La visione racchiusa all’interno della città del quarto d’ora è la seguente: una metropoli fatta di quartieri in cui tutto è a portata di mano, o meglio, dove tutto il necessario (inteso come attività per imparare, lavorare, condividere, fare la spesa, prendere aria, acculturarsi e impegnarsi, farsi curare, circolare, fare sport, mangiare bene) è ad un massimo di 15 minuti da casa, che sia a piedi o in bicicletta. Se inizialmente questo progetto di città “smart venne presentato per rispondere soprattutto alla necessità di creare centri urbani più sostenibili, più “green”, incentivando un tipo di mobilità che non inquina, attualmente è un’idea che si sposa perfettamente con le esigenze dei nostri tempi. Se da un lato permette di avviare quella trasformazione ecologica della città, tanto auspicata e teorizzata, migliorando la vita quotidiana degli abitanti – dall’altro permette di ridurre le occasioni di contatto ed assembramento da evitare in tempo di pandemia. 

Il progetto non intende stendere reticolati e trasformare interi quartieri, non sarebbe concepibile e realizzabile. Quello che vuole fare, piuttosto, è ripensare gli spazi comuni di un settore della città, riqualificando strade, piazze e incroci secondo lo spirito della “Ville du quart d’heure”, così da poter cambiare in meglio la qualità della vita. Intere zone della città potrebbero trasformarsi ed essere riscoperte come spazi finora sottoutilizzati ma idonei all’insediamento di nuovi servizi collettivi che siano a beneficio di tutti.

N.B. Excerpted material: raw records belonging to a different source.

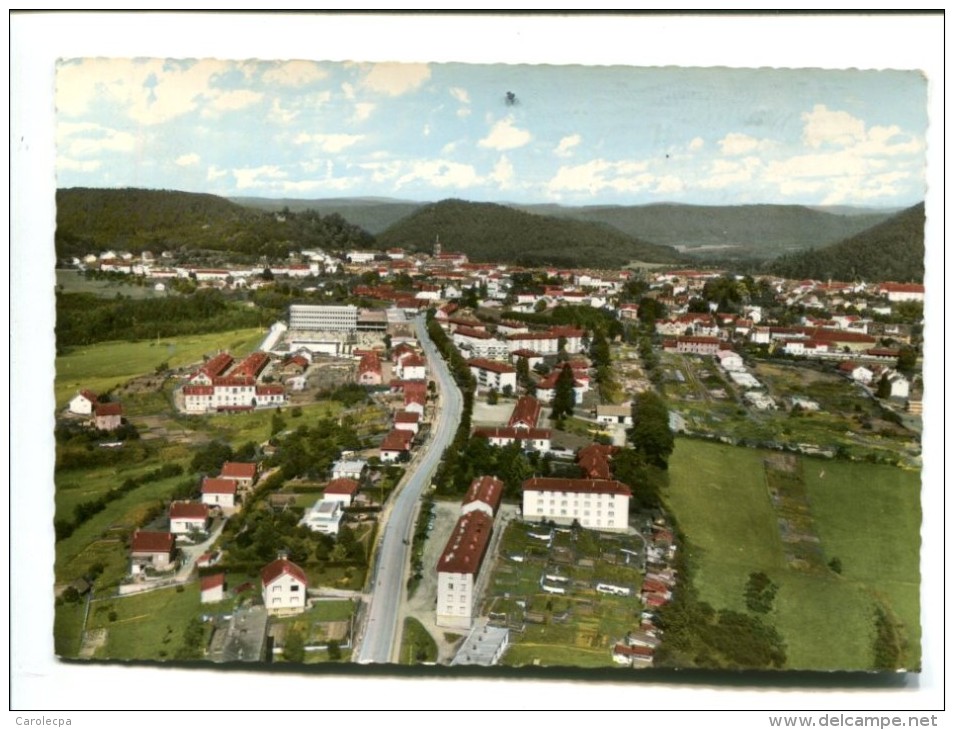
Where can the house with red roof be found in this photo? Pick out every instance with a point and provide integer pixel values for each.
(396, 444)
(458, 568)
(107, 416)
(219, 492)
(341, 490)
(243, 473)
(369, 369)
(186, 517)
(153, 550)
(483, 494)
(212, 588)
(407, 421)
(284, 587)
(525, 413)
(493, 374)
(598, 504)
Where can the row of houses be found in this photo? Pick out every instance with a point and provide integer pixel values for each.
(221, 384)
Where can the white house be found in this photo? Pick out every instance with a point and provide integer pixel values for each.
(600, 504)
(729, 360)
(284, 587)
(186, 517)
(324, 516)
(458, 568)
(345, 469)
(83, 403)
(614, 415)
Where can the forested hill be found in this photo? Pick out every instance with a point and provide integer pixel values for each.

Quindi, una rivoluzione urbana, una smart city, basata su un’innovazione tecnologica che deve senz’altro riguardare la modernizzazione di una serie di sistemi e strutture. A partire dal lavoro da remoto – peraltro ampiamente adottato in tutte le città durante la pandemia – o ad iniziative come gli uffici in coworking di quartiere. Tutto questo dovrebbe diventare la normalità, o almeno essere più frequente. Altro aspetto molto importante nell’ideale della città del quarto d’ora è la possibilità di acquistare alimenti di qualità senza il bisogno di dover percorrere lunghe distanze per raggiungere l’alimentari o qualsiasi altro negozio. In realtà il commercio di prossimità è una realtà già radicata nel tessuto urbano di molte città, Roma in primis, va solo consolidata. Anzi, tutta la penisola può essere identificata come una rete di centri medi, ad alta qualità di vita e a misura d’uomo, percorribili a piedi o in bici, in cui sono instaurate relazioni di prossimità e scambio. Il ragionamento alla base della città del quarto d’ora va letto in relazione alla contrapposizione tra centri urbani medi e metropoli quali Roma, Milano o Napoli, luoghi sicuramente più affollati. 

Una nuova visione ecologica e sociale delle città che potrebbe fornire nuovi stimoli alla vita sociale dei quartieri, favorendo la coesione fra le persone che li abitano.Riporta la città alla sua dimensione più umana, fatta di quartieri in cui siano presenti tutti quei servizi indispensabili a rendere la vita del cittadino confortevole e di qualità. Sicuramente si tratta di un progetto ambizioso, che va letto come un’opportunità cruciale per un modello di città più sostenibile ma anche come esperienza di protezione collettiva nei momenti di crisi.